Et puis, arrivé à la moitié du film, le long-métrage commence à s'effondrer, et Gainsbourg (vie héroïque) se met à ressembler petit à petit à un vrai biopic. On peut situer le point de rupture au moment de la rencontre avec Jane Birkin (voire peut-être un peu avant, avec Brigitte Bardot). Si les aspects oniriques et fantastiques sont encore présents, via la grésence unique de La Gueule, le ton du long métrage devient plus terre à terre, nettement moins magique. En effet, si Sfar avait réussi à magnifiquement capter la magie du Gainbourg jeune, dynamique et poétique, il ne parvient pas à retranscrire sa lente autodestruction, et ne souhaite visiblement pas le rendre antipathique aux yeux du grand public. Le chanteur est alors sorti de l'intimité pour des reconstitutions d'évènements publics archi-connus, et les diverses séquences souffrent d'un manque réel d'émotion (l'histoire d'amour Gainsbourg/Birkin est d'une platitude incroyable). Sur son long épilogue, le film est ainsi finalement redevenu un biopic très ennuyeux.

Ce qui est réellement étrange avec cette coupure, c'est que cela se remarque à d'autres niveaux, notamment dans le choix du casting. La première partie met ainsi en scène des comédiens qui ne ressemblent pas du tout à leurs alter-ego réels (Sara Forestier en France Gall ou Philippe Katerine en Boris Vian, c'est complètement délirant !), ou qui sont des versions fantasmées et idéalisées des vrais personnages (notamment les Frères Jacques) ; en témoigne ainsi la séquence avec Juliette Greco, seule actrice de la première partie à ressembler à son personnage, où le héros est accueilli par un chat qui parle, et où la chanteuse danse tour à tour avec Gainsbourg et Sa Gueule. La seconde partie, quant à elle, joue au maximum la carte de la ressemblance et du mimétisme (Laetitia Casta en Brigitte Bardot, Lucy Gordon en Jane Birkin) pour y faire prévaloir la réalité historique et l'exactitude des faits, choses finalement bien peu intéressantes au regard de la magie cinématographique développée au début.

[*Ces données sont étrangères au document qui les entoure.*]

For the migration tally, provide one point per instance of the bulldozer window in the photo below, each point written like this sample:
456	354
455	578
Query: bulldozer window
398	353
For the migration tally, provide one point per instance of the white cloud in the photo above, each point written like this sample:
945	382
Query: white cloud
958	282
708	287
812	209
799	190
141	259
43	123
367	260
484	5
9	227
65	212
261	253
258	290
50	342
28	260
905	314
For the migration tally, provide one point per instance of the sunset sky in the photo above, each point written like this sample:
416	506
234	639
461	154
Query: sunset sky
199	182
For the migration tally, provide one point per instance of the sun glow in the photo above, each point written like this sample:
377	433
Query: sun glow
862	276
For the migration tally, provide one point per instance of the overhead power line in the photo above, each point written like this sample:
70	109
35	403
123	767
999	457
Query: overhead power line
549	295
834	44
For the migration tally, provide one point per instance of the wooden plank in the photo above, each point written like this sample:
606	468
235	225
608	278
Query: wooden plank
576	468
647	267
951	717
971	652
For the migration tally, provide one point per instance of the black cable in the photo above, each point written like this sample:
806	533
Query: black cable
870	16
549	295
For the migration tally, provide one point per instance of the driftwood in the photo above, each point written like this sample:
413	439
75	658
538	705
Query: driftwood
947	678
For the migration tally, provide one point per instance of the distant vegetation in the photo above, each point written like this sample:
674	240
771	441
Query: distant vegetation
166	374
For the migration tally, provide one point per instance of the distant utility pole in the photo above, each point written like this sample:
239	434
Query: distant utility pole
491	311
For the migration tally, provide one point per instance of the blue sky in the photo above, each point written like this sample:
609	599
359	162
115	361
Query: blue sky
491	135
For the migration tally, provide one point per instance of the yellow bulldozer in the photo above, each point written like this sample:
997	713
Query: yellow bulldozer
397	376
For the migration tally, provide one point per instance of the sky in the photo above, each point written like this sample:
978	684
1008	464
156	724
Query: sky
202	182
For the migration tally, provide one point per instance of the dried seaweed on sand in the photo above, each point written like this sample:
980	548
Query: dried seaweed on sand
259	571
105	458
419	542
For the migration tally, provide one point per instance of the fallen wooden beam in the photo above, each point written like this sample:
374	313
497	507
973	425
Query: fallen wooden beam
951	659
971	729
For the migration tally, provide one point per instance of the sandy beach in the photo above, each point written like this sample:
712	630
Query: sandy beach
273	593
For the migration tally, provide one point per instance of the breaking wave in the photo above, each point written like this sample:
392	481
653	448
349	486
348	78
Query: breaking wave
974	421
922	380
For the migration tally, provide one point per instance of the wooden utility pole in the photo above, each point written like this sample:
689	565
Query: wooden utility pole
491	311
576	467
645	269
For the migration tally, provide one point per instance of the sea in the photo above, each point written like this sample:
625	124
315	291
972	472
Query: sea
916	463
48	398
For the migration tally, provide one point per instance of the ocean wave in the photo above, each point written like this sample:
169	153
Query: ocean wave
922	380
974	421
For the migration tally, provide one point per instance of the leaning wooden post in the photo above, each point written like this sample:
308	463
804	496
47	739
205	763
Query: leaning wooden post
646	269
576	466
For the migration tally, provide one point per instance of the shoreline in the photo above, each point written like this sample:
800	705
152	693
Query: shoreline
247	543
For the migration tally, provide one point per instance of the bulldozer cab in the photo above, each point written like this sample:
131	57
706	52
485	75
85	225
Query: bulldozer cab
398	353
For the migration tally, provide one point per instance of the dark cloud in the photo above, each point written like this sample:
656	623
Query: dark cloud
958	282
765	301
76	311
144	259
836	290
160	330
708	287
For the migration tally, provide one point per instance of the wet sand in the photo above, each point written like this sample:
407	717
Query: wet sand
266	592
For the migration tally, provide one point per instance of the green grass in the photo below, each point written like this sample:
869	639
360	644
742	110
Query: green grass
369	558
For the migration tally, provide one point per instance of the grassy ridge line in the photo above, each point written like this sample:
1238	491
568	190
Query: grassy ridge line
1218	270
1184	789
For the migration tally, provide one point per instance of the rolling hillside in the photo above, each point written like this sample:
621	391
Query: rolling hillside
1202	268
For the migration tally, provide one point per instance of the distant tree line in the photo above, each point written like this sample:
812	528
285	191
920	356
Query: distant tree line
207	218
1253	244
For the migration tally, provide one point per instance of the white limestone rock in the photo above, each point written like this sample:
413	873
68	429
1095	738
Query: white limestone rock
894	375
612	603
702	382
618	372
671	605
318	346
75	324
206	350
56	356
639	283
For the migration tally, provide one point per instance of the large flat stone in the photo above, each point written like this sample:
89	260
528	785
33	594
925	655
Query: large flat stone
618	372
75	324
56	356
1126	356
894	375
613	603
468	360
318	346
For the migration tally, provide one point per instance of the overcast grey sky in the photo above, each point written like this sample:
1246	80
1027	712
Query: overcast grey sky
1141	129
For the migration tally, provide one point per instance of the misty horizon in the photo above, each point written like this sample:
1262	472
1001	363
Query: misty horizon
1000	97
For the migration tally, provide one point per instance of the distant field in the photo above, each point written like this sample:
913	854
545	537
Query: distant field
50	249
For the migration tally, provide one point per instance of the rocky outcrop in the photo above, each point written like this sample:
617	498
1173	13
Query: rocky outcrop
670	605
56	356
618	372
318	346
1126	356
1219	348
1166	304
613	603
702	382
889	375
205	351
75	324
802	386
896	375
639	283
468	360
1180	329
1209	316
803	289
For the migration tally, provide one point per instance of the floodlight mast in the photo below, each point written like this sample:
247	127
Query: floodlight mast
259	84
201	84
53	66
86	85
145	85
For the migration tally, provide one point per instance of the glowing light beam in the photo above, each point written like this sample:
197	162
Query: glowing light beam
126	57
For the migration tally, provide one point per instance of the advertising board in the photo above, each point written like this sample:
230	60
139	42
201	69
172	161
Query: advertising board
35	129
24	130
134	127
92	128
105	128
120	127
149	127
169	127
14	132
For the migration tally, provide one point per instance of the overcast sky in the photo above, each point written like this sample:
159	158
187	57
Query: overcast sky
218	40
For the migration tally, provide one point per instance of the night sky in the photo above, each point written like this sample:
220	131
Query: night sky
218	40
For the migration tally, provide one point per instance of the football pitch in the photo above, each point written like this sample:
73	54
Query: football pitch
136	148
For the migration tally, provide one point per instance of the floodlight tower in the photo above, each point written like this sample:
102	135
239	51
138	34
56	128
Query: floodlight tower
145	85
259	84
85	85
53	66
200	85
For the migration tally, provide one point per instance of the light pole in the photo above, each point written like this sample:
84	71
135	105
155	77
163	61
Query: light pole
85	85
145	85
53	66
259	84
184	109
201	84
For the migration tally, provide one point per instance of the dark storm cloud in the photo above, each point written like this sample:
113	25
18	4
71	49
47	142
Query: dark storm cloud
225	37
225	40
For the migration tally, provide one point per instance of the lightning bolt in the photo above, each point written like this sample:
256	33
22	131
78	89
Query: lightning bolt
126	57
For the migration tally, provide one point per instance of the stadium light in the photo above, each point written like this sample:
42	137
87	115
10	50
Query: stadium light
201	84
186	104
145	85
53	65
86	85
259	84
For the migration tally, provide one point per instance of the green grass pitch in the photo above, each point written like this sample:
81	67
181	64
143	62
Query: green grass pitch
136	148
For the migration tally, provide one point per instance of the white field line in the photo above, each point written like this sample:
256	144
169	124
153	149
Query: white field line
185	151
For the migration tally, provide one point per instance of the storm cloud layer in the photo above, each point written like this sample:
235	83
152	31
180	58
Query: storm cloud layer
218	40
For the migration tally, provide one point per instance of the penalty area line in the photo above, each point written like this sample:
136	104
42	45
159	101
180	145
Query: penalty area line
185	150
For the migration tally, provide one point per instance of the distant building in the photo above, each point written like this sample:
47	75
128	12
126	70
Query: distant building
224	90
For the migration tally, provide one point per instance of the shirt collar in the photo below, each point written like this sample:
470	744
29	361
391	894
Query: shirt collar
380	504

Malgré cela, pour sa première expérience cinématographique, Joann Sfar livre un produit tout de même convaincant, réussissant, en mariant l'univers de ses bande-dessinées avec le genre ultra-codifié du biopic, à créer une oeuvre intéressante. Que ce soit dans ses partis pris artistiques, l'utilisation des décors et des effets spéciaux, l'excellente utilisation des chansons de Gainsbourg, ses plans de caméras ou sa direction d'acteur (Eric Elmosnino est habité par son personnage, et sa performance est éclatante, au delà des prothèses nécessaires à la ressemblance physique), Sfar s'impose comme un cinéaste à suivre, qui a visiblement encore beaucoup à dire au cinéma avant d'épuiser sa créativité. Si Gainsbourg (vie héroïque) n'est finalement qu'un demi bon-film, il parvient pourtant à trancender le postulat de départ pour réussir à se placer directement derrière le long-métrage de Todd Haynes, dans la catégorie des biopics ayant quelque chose à raconter ; pour un premier film, avouons que c'est déjà pas mal.

La conclusion de

Pendant plus de la moitié de son film, Joann Sfar a brillamment réussi son excercice de style, et est parvenu à faire de la vie de Serge Gainsbourg un véritable conte parsemé de superbes fulgurances poétiques. Et puis, petit à petit, les choses se désagrègent dans la seconde partie, jusqu'à devenir fades et complètement insipides dans les dernières scènes du long-métrage. Si le résultat pris dans sa globalité est donc franchement mitigé, il faut cependant reconnaître à Sfar une véritable habileté pour marier cinéma et bande-dessinée, et ainsi donner un intérêt artistitique à l'un des genres cinématographiqes les plus inintéressants qui soit : le biopic.

Que faut-il en retenir ?

  • Un exercice de style réussi,
  • Une première partie passionnante,
  • Un biopic qui sait s'éloigner de la réalité,
  • Eric Elmostino, habité par son personnage.

Que faut-il oublier ?

  • Une seconde partie très décevante,
  • Un casting pas toujours transcendant,
  • Manque d'émotion dans la seconde partie,
  • Reste un biopic, donc d'un intérêt limité.